Observe Mode: Safe Configuration for Selective MITM

The Fear of the Transparent Proxy

Deploying a security gateway that relies on transparent TLS interception (MITM) carries an inherent risk. If the policy is wrong, developer workflows break immediately. When kubectl exec or a production deployment pipeline hangs because of an untested gateway rule, the natural response is to uninstall the proxy.

Iddio solves this with Observe Mode. Instead of guessing how policy behaves in production, the gateway provides a mechanism to safely intercept traffic, classify it, evaluate policy, and record what would have happened—all while guaranteeing the traffic continues to its destination.

Intercepting Without Dropping

At its core, Observe Mode alters the standard proxy pipeline. In a regular enforcement state, if a policy dictates a deny action for a specific kubectl or gcloud request, the proxy terminates the connection and returns a synthetic 403 response.

When Observe Mode is active, the request still flows through the standard classifier and policy engine, which still arrive at the deny decision. But before that decision is enacted, the observe session intervenes: the request is allowed through to the upstream server, and the original "would-be" decision is written as an observe record to the session log (observe.jsonl), alongside the lifecycle markers the audit log keeps.

This provides an exact preview of the policy impact. The developer experiences zero disruption, but the security operator sees exactly which rules fired.

Safely Capturing Context for Rule Authoring

Understanding why a rule fired requires context. Observe Mode captures up to 4 KB of the request and response bodies, along with relevant headers.
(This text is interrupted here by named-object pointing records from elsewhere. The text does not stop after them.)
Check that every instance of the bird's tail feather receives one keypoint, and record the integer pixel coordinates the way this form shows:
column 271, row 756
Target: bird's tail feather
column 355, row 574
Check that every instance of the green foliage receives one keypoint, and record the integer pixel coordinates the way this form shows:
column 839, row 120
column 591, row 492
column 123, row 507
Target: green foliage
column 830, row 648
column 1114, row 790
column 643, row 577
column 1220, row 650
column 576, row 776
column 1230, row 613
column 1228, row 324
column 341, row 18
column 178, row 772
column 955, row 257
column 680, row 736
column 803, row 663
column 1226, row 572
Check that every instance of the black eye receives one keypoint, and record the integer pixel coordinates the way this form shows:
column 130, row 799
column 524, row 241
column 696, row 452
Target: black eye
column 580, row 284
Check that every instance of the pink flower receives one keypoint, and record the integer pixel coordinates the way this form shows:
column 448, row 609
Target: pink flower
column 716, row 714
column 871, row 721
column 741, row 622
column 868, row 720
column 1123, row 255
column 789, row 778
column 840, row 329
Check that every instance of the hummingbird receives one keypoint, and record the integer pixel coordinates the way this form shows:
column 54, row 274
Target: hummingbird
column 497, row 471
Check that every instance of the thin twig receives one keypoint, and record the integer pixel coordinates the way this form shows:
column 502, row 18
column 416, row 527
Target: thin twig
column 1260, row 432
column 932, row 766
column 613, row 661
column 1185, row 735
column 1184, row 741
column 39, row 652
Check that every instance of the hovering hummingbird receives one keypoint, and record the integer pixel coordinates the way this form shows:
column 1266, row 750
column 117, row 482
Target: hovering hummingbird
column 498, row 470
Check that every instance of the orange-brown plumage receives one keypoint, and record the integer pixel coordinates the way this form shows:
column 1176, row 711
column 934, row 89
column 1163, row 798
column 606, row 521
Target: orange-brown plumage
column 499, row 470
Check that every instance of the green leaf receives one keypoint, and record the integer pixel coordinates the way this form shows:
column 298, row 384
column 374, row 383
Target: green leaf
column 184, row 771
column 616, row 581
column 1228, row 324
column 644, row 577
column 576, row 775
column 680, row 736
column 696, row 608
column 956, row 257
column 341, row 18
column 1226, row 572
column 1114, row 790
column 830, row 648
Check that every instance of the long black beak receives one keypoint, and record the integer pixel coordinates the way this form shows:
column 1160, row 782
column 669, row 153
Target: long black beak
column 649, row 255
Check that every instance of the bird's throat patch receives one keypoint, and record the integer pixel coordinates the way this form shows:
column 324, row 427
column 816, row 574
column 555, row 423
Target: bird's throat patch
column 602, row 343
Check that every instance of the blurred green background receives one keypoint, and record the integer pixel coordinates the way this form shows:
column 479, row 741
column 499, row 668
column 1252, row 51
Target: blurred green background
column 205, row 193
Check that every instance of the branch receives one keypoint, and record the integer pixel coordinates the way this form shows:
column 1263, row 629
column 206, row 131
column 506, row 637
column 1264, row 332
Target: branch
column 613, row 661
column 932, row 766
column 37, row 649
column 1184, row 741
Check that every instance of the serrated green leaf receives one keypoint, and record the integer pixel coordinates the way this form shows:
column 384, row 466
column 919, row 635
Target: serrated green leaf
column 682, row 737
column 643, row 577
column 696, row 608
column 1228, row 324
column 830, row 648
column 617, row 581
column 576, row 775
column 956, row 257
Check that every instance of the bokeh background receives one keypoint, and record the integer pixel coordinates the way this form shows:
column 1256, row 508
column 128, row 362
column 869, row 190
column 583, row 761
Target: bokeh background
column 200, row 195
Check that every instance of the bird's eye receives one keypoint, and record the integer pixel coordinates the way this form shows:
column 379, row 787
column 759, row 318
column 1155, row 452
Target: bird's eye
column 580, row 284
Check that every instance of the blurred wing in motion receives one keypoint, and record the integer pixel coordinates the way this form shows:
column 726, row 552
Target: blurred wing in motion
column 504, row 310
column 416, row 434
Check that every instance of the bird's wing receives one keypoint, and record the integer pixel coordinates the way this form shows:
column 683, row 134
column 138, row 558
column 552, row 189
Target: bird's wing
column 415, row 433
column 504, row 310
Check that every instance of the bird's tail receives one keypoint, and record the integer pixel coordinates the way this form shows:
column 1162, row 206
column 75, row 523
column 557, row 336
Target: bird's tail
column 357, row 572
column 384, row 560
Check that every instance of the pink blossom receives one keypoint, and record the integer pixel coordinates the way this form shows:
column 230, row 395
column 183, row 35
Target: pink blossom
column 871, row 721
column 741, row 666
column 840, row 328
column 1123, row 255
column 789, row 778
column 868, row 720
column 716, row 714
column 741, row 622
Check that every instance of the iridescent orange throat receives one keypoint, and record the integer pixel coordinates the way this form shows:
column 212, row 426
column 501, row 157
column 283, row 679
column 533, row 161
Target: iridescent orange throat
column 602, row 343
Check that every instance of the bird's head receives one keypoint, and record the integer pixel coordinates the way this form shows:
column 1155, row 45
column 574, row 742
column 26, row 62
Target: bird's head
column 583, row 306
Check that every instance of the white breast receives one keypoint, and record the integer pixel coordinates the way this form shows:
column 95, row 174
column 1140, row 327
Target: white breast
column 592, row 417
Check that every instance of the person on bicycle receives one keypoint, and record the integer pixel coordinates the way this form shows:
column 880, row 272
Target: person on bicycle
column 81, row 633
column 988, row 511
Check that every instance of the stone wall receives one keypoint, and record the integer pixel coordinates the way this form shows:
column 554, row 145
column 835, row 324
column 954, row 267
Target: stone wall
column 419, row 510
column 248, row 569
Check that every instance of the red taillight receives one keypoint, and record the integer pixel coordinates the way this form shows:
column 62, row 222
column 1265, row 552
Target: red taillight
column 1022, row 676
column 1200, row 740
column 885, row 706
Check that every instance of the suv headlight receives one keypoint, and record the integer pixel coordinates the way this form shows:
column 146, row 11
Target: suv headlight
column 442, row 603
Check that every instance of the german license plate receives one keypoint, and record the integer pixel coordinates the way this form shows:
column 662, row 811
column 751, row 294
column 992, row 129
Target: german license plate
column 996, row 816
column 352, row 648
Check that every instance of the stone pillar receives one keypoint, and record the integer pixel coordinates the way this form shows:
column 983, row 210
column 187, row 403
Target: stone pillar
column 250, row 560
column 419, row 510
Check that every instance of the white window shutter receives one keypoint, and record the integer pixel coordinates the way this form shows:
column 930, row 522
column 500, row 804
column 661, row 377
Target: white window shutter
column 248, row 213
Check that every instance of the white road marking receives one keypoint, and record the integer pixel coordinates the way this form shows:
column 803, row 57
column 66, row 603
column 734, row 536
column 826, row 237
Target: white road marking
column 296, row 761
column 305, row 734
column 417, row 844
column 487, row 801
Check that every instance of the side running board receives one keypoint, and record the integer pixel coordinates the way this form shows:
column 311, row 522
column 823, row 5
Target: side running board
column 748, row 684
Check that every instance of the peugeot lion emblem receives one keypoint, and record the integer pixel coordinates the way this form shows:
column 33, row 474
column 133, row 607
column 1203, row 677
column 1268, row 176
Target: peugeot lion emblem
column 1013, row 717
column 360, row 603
This data is critical for writing specific, targeted rules—for example, knowing exactly which GraphQL mutation a CLI tool invoked.

However, capturing payload data introduces a new risk: logging sensitive credentials or PII. To mitigate this, the proxy implements an inline redaction engine.
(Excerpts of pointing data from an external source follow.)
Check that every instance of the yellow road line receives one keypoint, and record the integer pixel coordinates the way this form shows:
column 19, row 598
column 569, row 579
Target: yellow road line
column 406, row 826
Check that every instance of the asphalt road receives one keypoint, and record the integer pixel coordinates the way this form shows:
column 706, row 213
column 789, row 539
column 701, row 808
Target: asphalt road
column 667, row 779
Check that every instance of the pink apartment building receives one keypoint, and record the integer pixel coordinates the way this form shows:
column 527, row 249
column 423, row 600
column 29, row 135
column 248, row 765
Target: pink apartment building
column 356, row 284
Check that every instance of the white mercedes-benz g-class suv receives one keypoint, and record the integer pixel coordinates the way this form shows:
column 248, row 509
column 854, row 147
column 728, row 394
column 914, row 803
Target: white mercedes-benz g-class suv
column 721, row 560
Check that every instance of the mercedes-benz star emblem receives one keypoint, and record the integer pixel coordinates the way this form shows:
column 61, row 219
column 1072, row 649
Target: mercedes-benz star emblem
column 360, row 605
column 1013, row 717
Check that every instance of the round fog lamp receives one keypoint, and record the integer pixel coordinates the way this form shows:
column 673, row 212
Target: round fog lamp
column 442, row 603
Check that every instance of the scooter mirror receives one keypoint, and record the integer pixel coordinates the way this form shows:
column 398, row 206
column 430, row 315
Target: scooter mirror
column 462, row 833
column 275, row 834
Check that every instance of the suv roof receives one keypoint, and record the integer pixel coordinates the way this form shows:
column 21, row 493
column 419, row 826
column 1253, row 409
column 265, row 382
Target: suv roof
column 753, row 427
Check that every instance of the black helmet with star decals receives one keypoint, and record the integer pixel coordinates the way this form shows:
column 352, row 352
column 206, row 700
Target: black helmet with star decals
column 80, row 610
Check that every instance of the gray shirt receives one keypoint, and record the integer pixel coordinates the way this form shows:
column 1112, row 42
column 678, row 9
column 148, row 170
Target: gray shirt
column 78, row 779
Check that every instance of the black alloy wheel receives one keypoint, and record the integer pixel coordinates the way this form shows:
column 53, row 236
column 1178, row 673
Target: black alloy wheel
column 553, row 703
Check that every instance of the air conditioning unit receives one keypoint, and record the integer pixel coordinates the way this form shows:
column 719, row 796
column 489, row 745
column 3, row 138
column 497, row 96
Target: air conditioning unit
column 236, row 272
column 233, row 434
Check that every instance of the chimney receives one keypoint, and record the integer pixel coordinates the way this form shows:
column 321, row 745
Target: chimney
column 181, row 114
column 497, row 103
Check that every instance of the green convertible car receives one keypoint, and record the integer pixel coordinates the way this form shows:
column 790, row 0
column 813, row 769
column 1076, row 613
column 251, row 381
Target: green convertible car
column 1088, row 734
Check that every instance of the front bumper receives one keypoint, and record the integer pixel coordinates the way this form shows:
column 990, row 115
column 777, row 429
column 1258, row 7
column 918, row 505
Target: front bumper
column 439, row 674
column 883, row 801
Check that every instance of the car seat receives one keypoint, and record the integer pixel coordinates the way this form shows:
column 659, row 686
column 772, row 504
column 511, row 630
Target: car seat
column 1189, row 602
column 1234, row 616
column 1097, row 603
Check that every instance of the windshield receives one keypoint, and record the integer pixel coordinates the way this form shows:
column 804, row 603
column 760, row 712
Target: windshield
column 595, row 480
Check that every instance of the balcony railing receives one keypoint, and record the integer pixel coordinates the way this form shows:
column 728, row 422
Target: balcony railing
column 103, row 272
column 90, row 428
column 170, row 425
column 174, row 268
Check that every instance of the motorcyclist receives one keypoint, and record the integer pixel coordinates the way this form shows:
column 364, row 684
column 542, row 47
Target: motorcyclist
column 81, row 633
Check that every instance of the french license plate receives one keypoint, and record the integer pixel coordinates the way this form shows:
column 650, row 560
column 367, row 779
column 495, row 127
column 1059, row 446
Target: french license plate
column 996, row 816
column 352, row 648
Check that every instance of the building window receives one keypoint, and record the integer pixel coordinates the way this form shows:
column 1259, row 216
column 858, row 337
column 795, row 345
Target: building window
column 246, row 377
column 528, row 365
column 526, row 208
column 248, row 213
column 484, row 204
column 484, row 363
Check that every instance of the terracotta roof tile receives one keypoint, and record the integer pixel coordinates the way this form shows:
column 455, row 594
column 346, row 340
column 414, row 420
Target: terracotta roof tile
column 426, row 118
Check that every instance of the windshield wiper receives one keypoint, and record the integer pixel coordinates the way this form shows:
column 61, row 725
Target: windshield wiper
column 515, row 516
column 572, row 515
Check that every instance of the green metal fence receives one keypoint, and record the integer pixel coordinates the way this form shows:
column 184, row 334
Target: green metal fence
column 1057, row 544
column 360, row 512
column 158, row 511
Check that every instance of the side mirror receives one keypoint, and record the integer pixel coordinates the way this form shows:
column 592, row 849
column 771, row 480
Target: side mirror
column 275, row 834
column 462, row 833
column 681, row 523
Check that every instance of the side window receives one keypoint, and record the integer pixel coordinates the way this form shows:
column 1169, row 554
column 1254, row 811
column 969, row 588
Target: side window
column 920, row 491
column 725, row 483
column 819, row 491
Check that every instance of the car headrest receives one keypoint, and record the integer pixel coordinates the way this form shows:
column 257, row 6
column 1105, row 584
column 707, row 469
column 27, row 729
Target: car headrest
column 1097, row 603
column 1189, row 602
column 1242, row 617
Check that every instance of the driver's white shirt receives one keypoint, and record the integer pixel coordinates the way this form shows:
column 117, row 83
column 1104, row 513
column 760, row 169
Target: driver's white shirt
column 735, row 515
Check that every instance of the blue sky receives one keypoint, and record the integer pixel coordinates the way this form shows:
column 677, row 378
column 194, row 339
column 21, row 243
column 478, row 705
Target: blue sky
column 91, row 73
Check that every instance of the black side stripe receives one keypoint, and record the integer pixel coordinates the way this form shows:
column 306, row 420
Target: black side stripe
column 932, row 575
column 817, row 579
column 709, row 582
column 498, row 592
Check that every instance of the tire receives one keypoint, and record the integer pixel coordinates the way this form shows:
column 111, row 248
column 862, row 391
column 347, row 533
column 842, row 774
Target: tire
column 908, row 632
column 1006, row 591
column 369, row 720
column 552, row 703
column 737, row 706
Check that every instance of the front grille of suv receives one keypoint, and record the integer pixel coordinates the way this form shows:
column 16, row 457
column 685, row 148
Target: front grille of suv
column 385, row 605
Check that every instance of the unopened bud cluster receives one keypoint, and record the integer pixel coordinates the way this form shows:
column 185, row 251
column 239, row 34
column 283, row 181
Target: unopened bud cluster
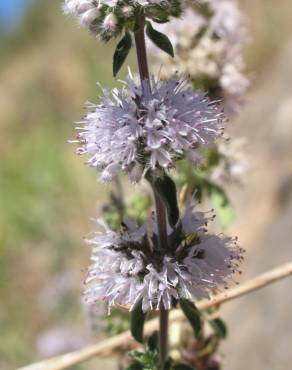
column 208, row 42
column 106, row 19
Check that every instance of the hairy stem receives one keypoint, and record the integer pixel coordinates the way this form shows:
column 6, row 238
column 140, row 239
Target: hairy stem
column 163, row 336
column 160, row 208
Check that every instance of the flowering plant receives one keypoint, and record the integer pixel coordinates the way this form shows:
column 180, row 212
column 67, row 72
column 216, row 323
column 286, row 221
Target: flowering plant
column 148, row 130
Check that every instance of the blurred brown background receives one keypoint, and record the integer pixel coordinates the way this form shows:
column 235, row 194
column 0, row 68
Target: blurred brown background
column 48, row 69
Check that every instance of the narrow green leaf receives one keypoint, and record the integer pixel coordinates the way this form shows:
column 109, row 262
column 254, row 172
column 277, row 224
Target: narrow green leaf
column 219, row 327
column 137, row 322
column 153, row 341
column 159, row 39
column 183, row 367
column 221, row 204
column 166, row 189
column 122, row 50
column 192, row 314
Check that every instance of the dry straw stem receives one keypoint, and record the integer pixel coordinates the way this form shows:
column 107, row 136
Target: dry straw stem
column 108, row 346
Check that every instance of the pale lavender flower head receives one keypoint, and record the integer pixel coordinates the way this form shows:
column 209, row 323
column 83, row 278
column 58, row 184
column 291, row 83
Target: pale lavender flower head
column 135, row 129
column 134, row 270
column 209, row 48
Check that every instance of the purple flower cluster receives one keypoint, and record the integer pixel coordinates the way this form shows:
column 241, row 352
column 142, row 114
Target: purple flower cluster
column 128, row 267
column 139, row 129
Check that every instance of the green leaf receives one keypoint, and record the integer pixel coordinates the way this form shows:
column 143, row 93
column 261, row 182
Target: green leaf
column 192, row 314
column 219, row 327
column 159, row 39
column 183, row 367
column 122, row 50
column 137, row 322
column 221, row 204
column 166, row 190
column 153, row 341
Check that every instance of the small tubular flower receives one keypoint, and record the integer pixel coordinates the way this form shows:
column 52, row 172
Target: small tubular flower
column 132, row 268
column 138, row 129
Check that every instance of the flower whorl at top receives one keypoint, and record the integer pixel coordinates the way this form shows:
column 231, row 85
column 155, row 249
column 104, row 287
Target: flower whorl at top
column 105, row 19
column 135, row 129
column 128, row 267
The redactor processes every captured body through two distinct phases before it hits the disk:

1. Known Patterns: It scans for common secrets using default regex patterns (AWS access keys, GitHub PATs, Google API keys, Slack tokens, JWTs).
2. High Entropy Detection: It applies a Shannon entropy check to identify and mask strings that look suspiciously random (runs of 64 characters or more with entropy above 4.0 bits per character).
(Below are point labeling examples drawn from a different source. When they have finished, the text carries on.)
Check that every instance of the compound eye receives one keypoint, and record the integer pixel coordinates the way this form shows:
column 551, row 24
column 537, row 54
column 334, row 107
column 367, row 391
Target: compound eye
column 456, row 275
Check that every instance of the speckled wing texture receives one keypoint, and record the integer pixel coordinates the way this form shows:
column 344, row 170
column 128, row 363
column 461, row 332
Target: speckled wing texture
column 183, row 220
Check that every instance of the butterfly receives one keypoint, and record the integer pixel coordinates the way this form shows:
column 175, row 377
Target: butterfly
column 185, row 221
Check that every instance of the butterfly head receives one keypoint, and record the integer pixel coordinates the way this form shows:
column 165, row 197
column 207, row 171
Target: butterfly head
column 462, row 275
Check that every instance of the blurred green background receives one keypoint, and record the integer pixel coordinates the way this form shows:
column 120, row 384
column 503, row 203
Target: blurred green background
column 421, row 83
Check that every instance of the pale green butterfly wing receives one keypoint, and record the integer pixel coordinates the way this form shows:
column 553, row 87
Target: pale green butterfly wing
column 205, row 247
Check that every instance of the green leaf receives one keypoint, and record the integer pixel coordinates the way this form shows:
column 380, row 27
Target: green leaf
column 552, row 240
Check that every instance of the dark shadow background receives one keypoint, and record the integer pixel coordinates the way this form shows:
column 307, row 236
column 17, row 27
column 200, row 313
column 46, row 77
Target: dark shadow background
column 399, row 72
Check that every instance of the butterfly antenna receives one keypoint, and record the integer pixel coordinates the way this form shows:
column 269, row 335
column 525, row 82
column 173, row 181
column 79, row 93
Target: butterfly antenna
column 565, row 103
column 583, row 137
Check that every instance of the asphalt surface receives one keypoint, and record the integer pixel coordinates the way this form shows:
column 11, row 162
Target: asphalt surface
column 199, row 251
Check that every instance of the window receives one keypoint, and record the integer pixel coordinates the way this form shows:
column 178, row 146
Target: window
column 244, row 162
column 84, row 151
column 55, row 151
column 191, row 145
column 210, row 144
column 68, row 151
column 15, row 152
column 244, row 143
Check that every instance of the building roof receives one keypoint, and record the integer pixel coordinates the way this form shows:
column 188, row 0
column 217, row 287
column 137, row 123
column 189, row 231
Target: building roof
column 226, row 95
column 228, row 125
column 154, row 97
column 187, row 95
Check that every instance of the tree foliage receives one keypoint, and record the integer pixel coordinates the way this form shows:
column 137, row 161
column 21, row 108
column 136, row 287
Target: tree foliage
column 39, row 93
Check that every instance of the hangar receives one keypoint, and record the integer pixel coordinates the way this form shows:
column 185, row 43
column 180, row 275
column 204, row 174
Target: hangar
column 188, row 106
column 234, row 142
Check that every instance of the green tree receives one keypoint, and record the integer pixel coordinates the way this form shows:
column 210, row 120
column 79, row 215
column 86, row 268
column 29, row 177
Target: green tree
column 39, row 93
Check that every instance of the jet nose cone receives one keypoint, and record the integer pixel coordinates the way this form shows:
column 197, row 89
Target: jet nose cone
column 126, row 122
Furthermore, the proxy automatically strips sensitive headers like Authorization and Cookie, and bypasses body capture entirely for binary content types like octet-stream or application/grpc.

Expanding the Interception Radius

By default, Iddio only intercepts traffic explicitly listed in the policy's inspect list. Everything else is spliced through as raw TCP, invisible to the policy engine.

To widen the radius, add a wildcard ("*") to the policy's generic.inspect list. Every host then matches the policy, so the proxy intercepts everything, classifying it and running policy as usual — with any deny overridden to allow, like every other observe decision. (Hosts known to use certificate pinning are still spliced through rather than intercepted, so nothing breaks.) This generates a pure record of what the developer's tools are doing, allowing operators to discover new endpoints that might require policy coverage. Hosts that match no inspect route remain a transparent tunnel and leave no record at all.

Guardrails for the Observer

Observe Mode is not intended to be a permanent state. Every observe session is explicitly time-boxed: the caller picks a duration up front (the default is 30 minutes), and a sweeper automatically expires the session when it elapses — transitioning the proxy back to its standard enforcement posture and writing an expiry record to the audit log.

By combining non-disruptive interception, safe payload capture, and automatic expiration, Observe Mode allows security teams to confidently tune and deploy transparent proxy rules in live developer environments.